Título: A prova nos autos
Autor:
Fonte: O Estado de São Paulo, 23/12/2005, Notas e Informações, p. A3

Quando os integrantes mais empenhados no trabalho de investigação da CPI dos Correios passaram a dedicar-se mais à árida tarefa de compulsar documentos e checar informações, depois da longa fase de oitivas de depoentes - em boa parte aproveitada como um palanque político que já estava cansando o distinto público - e depois da grande decepção que significou a absolvição em plenário do deputado Romeu Queiroz (PTB-MG), condenado pelo Conselho de Ética por ter confessado o recebimento irregular de R$ 450 mil - absolvição essa que apontava para um abjeto "acordão" interpartidário pró-impunidade dos parlamentares sob graves suspeitas -, chegou, com a máxima oportunidade, o relatório preliminar daquela CPI. O documento, em 411 páginas, confirma cabalmente o "sistema de corrupção" instalado no País, tendo por emblema maior o "mensalão" a que se referia, há seis meses, o então deputado Roberto Jefferson. Embora ainda parcial e indicando que há muito por descobrir - quanto ao volume geral da dinheirama e as empresas públicas envolvidas, os beneficiados pelo esquema, o percurso do dinheiro corrupto por contas no exterior, etc. -, o relatório do deputado Osmar Serraglio (PMDB-PR) é a escancarada "prova nos autos" que o governo e o PT tanto negavam, a ponto de o relator afirmar, de forma taxativa: "Tenho o maior apreço pelo PT, mas lamento que seus parlamentares venham a defender o indefensável." Não só eles, acrescentaríamos, pois o próprio presidente Lula também tem negado, de maneira peremptória, a agora mais do que notória existência do famigerado "mensalão" (às vezes transformado em "semanadão").

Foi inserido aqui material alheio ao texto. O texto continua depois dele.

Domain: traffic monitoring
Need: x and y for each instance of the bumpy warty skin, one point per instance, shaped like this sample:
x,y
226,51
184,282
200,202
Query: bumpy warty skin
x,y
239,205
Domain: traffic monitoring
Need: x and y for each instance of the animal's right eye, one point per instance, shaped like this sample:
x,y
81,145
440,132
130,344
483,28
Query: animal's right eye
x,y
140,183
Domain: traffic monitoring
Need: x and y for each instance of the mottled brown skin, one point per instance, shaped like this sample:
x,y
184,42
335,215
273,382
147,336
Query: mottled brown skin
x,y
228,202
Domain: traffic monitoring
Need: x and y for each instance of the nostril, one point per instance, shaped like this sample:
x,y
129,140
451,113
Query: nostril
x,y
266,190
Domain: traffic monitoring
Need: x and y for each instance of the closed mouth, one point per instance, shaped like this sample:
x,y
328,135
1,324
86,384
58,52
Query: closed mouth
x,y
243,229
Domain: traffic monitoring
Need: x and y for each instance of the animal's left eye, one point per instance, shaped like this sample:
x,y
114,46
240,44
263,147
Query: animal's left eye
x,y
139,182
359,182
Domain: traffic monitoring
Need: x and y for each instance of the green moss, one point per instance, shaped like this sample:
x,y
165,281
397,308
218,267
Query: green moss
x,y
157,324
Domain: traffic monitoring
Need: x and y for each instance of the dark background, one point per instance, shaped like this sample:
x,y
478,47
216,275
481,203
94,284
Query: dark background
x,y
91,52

De acordo com o relatório, o pagamento feito "regularmente" a deputados, tendo em vista o reforço da bancada governista - com a transferência de parlamentares para partidos aliados do governo - ou a obtenção de votos favoráveis nas votações mais importantes de interesse do governo, ficou amplamente comprovado, pelo menos de quatro maneiras: os depósitos feitos entre 11/2 e 7/8 de 2003 na corretora Guaranhuns, que repassava os valores aos políticos do PL - esquema que chegou a um total de R$ 6,6 milhões; os pagamentos feitos a deputados pelo BMG e pelo Banco Rural, em abril e julho de 2003 (em torno de R$ 3,6 milhões), que coincidem com suas transferências para partidos aliados do governo - e crescimento especial da bancada do PTB na Câmara dos Deputados; pagamentos a deputados entre agosto de 2003 e janeiro de 2004, que chegaram a R$ 15 milhões, justamente em período de difíceis votações, como a da nova Previdência e a da Lei de Falências; dez pagamentos, no valor total de R$ 800 mil, efetuados em favor do PP, por meio da corretora Bônus-Banval.

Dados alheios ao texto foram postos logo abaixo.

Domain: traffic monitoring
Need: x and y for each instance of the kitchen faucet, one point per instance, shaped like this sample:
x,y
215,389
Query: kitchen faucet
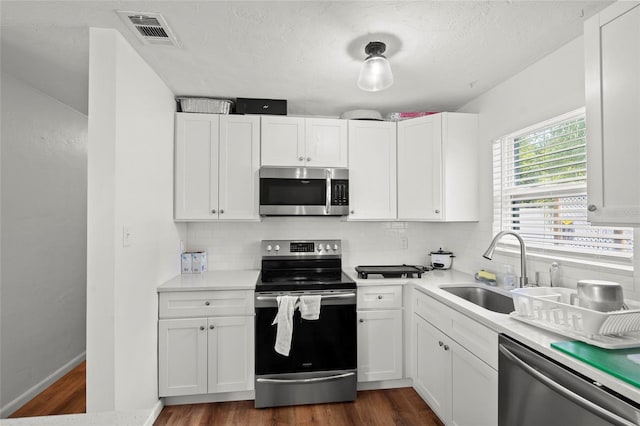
x,y
523,265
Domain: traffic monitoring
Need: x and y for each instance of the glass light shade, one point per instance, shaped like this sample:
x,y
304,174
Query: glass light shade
x,y
375,74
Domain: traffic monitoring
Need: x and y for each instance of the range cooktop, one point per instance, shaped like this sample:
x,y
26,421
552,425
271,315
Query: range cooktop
x,y
391,271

Mas muito mais foi descoberto até agora por aquela CPI, como, por exemplo: recursos da Visanet, administrados pelo Banco do Brasil, foram repassados à agência DNA, do publicitário Marcos Valério Fernandes, sem qualquer contrapartida de serviços realizados - o que significou o desvio de cerca de R$ 20 milhões para o PT, com uso de notas fiscais irregulares, fraudes fiscais e contábeis; os empréstimos de "fachada" feitos às empresas de Marcos Valério tinham como garantia contratos de publicidade com estatais, entre as quais Correios, Eletronorte e Banco do Brasil; nos Correios foram mudadas regras de licitação para favorecer empresas de transporte aéreo e houve contratos superfaturados que causaram à estatal prejuízos de R$ 64 milhões.

Na verdade, foram estabelecidas várias conexões - especialmente com a matriz "valerioduto" - por onde escoava o dinheiro público destinado tanto a abastecer o caixa 2 das campanhas eleitorais (do PT e seus aliados) quanto à compra de filiações partidárias ou de votações, na Câmara dos Deputados, em favor do governo.

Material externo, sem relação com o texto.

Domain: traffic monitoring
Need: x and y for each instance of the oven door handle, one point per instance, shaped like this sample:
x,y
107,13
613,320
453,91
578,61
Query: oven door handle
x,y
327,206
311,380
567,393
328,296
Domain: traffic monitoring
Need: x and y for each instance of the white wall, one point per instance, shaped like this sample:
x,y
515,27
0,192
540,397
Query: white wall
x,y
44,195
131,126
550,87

Por complicado que seja, para o PT e o governo Lula, suportar as novas cobranças que advirão com fundamento no volumoso documento apresentado pela CPI dos Correios - e mais complicado ainda ao entrarmos em pleno ano eleitoral -, uma coisa é certa: governo e PT podem usar para defesa a estratégia que lhes aprouver, mas dificilmente terão condições, se é que em algum momento tiveram, de convencer o País de que o mensalão não existe, é pura invencionice do ex-deputado Roberto Jefferson.